Ik was verbaasd, toen ze me ‘hermetisch’ noemden (ik dacht dat ik naakt voor ze stond) en pijnlijk getroffen, als ze in onbegrijpelijkheid opzet en doel zagen. Als ik alleen maar woorden leuk op elkaar wilde laten botsen, had ik er meer geschreven.
In die zin was toelichting misschien zelfverdediging en had ze iets kinderachtigs. Maar bij Een Kindsdeel (Poëziekrant 4, 2013) bestond de behoefte om bijv. mijn broers te bereiken, wier leven rakelings langs gevoelige zones in mijn hoofd scheert. En zo meer.
Moeten gedichten onbegrijpelijk zijn? (Nee)
Had ik nou zwart licht en woorden van sneeuw en lange snikken van herfst wel of niet begrepen vóór de uitleg? (wél)
Wil dat zeggen dat ik tekstanalyse misken? Nee, ik bewonder het werk, ik heb het vaak nodig: het helpt begrijpen, maar is dat niet. Aan de andere kant is begrijpen een raar ding. Er is bevatten dat losstaat van uiteenzetting. En er bestaan misverstanden over begrijpen.

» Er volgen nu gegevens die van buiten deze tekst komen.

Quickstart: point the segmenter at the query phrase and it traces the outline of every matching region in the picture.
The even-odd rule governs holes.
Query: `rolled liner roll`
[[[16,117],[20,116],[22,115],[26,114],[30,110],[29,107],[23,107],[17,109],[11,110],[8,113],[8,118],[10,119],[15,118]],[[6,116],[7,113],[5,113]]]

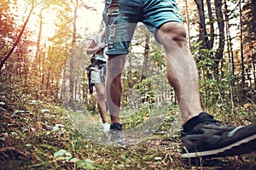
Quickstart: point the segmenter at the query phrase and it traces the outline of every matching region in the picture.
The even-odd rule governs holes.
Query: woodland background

In het dagelijks verkeer wordt voortdurend betekenis vernield en die vernieling lijkt steeds sneller te gaan. En ongemerkt. Er is zoveel autisme dat ik me afvraag of ze Pfeiffer (van dertig jaar geleden) bedoelen. Is er nog zinloos geweld of is dat voltooid leven? Acht op de tien keer is ‘passie’ reclame en de twee overblijvende hebben misschien iets met oude teksten te maken, maar dat is niet zeker.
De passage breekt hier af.